# Mo chuckeyes



## Captain Morgan (Dec 1, 2006)

Love these things....Larry's post led me to check, and sure
enough, the grocery store had some!

Some Aussie Steak rub from Carolines, and
a little jaccarding...


















a little sauce, and good cheap eatin...


----------



## wittdog (Dec 1, 2006)

Must have steak.....looks good cappy.


----------



## LarryWolfe (Dec 1, 2006)

YUM!!!  Cappy, we're gonna have to cook those for SOTB in April!


----------



## Cliff H. (Dec 1, 2006)

That looks gooooooood.


----------



## ScottyDaQ (Dec 1, 2006)

Looks great!

WTF did you tenderize em? They're plenty tender! Or was it just to get the rub inside?


----------



## Captain Morgan (Dec 1, 2006)

I always tenderize the big fat pieces and "silver skin" stuff.
While doing that, I hit the whole piece, gets the rub in, and
you can never have meat that's too tender.

One time when I lived in the mountains of NC, a guy took
a cow to be butchered...my dad was a minister, and the
guy brought us what I guess was the tenderloin...I'll
never forget cutting that steak with a fork. 

I likes my tender.


----------



## john a (Dec 1, 2006)

They looked good on the grill but even better on the plate, almost like rib eyes.
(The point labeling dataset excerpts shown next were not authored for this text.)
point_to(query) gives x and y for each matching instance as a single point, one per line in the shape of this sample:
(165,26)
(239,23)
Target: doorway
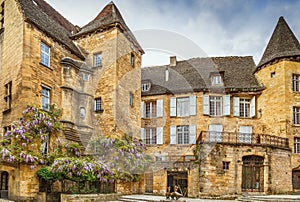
(179,178)
(253,174)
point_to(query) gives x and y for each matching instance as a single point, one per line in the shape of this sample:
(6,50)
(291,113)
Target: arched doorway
(4,185)
(253,174)
(296,178)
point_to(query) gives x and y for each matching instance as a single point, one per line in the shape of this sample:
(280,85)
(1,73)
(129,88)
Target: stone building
(45,60)
(223,125)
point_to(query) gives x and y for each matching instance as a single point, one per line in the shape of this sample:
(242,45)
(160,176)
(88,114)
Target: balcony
(242,138)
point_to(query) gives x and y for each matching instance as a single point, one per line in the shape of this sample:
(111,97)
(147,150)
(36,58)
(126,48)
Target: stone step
(268,199)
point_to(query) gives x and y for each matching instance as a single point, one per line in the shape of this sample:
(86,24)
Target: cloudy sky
(193,28)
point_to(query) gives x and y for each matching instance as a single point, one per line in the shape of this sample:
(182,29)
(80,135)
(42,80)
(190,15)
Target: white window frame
(45,54)
(155,135)
(296,83)
(98,104)
(296,115)
(183,106)
(297,145)
(216,80)
(183,134)
(46,97)
(245,134)
(97,59)
(145,87)
(215,132)
(215,105)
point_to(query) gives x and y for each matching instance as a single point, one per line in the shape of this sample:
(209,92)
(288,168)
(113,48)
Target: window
(132,59)
(45,55)
(296,80)
(131,99)
(183,106)
(146,87)
(152,109)
(182,134)
(215,132)
(216,80)
(82,112)
(297,145)
(151,135)
(6,132)
(45,146)
(45,98)
(273,74)
(2,16)
(185,134)
(296,115)
(98,104)
(226,165)
(245,135)
(97,60)
(244,107)
(8,95)
(215,105)
(85,76)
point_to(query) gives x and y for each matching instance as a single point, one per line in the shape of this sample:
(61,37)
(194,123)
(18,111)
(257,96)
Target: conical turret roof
(283,43)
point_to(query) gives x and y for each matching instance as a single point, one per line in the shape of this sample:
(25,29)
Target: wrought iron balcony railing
(242,138)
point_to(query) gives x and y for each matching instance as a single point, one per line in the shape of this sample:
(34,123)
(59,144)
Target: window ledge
(99,111)
(6,111)
(46,66)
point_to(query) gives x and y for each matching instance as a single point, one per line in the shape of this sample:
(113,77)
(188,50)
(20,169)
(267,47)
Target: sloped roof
(194,75)
(283,43)
(49,21)
(109,16)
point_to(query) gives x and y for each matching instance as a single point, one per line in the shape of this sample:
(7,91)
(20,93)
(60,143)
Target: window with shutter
(159,108)
(193,101)
(215,132)
(173,106)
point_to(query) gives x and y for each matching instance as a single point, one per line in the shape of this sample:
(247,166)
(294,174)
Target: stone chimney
(167,74)
(173,61)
Good job Captain.  8)


----------



## Bill The Grill Guy (Dec 1, 2006)

Eww Cappy, that is some fine looking beef you gots there.


----------



## ScottyDaQ (Dec 1, 2006)

Bill The Grill Guy said:
			
		

> Eww Cappy, that is some fine looking beef you gots there.



Eww?


----------



## Bruce B (Dec 1, 2006)

Good job Jim, gonna have to look for them up here, don't ever remember seeing chuck eyes before.


----------



## ScottyDaQ (Dec 1, 2006)

Bruce B said:
			
		

> Good job Jim, gonna have to look for them up here, don't ever remember seeing chuck eyes before.
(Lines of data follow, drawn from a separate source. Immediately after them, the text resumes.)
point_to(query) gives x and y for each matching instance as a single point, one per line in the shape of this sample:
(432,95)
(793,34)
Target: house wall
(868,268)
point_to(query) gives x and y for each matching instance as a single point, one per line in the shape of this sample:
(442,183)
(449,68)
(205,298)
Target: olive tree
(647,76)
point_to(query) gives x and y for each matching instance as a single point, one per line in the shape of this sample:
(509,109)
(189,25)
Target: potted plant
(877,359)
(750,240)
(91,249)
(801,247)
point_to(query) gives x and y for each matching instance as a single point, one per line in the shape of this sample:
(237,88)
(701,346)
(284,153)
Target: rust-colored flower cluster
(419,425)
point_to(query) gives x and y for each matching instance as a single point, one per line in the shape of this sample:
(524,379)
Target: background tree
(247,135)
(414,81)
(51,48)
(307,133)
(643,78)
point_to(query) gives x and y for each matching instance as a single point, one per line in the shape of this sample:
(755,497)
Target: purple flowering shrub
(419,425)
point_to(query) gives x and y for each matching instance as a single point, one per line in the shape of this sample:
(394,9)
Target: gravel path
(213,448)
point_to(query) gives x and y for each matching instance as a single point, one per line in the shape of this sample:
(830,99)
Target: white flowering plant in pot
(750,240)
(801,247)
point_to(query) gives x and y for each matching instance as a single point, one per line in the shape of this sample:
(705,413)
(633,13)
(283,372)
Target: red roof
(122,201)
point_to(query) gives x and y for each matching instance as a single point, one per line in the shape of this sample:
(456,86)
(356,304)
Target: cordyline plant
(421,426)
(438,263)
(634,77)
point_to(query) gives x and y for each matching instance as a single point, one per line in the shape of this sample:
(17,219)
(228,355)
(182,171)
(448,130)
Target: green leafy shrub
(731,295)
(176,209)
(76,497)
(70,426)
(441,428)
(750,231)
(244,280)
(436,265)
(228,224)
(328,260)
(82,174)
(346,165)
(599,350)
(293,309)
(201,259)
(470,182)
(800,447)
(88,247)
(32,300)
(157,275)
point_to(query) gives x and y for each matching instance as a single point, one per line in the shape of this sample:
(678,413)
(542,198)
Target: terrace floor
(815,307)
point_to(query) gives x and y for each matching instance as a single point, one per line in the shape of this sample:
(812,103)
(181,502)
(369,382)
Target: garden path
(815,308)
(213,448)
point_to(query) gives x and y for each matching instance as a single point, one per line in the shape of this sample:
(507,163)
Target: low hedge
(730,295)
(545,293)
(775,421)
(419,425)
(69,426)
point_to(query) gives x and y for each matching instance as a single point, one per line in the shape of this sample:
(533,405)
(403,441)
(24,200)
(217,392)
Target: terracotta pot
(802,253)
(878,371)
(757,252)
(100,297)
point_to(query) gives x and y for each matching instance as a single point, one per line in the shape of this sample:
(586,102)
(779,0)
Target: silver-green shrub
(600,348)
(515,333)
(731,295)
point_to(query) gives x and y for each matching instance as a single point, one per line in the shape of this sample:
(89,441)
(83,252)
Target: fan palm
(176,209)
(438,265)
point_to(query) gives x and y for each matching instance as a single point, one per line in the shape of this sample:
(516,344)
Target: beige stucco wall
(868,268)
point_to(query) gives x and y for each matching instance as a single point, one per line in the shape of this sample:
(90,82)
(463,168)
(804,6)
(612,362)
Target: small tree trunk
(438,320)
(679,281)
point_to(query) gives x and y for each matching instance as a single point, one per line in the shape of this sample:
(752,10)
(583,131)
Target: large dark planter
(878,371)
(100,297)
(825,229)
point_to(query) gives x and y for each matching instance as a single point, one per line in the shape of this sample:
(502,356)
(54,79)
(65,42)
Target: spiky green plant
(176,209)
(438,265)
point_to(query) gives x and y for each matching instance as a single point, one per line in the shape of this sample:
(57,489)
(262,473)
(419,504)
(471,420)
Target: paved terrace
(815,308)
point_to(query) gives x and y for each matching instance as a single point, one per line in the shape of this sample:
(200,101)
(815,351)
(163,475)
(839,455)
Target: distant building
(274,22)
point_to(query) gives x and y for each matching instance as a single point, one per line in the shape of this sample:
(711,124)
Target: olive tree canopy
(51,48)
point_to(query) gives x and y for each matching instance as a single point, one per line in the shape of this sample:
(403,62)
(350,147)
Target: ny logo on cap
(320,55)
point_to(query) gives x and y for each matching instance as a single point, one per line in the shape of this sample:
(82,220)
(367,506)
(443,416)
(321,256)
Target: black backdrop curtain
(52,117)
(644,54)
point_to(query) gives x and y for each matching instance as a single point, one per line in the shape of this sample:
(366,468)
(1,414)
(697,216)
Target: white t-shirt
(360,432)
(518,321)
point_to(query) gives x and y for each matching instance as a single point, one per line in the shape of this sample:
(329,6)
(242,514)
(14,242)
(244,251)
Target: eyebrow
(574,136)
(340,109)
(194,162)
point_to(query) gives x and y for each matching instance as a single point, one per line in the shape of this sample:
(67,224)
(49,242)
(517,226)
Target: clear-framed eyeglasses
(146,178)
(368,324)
Just talk to the Butcher and ask for the steaks that Cappy invented.


----------



## LarryWolfe (Dec 1, 2006)

ScottyDaQ said:
			
		

> Just talk to the Butcher and ask for the steaks that Cappy invented.



yeah they'll be the one's that say "Miller Lite"!


----------



## Captain Morgan (Dec 2, 2006)

Bruce, they aren't always easy to find.  Make sure it's
chuck eye, not chuck steaks.


----------



## ScottyDaQ (Dec 2, 2006)

Captain Morgan said:
			
		

> Bruce, they aren't always easy to find.  Make sure it's
> chuck eye, *not chuck steaks*.



Yeah, the steaks are very tough !!


----------



## john a (Dec 4, 2006)

I looked for them here, no luck.


----------



## ScottyDaQ (Dec 4, 2006)

oct_97 said:
			
		

> I looked for them here, no luck.



Tell the meat person to save em for ya!


----------



## bigwheel (Dec 4, 2006)

Speaking of Jaccarding...yall misssing the boat if you dont jump on that deal at Tom Thumb for big fat boneless round steak for 1.49 no limit. Snagged three today.  Figger it be CFS for supper tomorrow night.  Now I own one of them Jaccardi thangs and I have tried to use it for its intended purpose..but I just dont think they worth a flip.  I gonna tenderize it up like my Mama taught me.  Beat the heck out it with the sharp edge of an Old Hickory butcher knife and flip it over and repeat the process. I aint gonna Jack with the Jaccard gizmo. 

bigwheel




			
				Captain Morgan said:
			
		

> Love these things....Larry's post led me to check, and sure
> enough, the grocery store had some!
> 
> Some Aussie Steak rub from Carolines, and
> ...


----------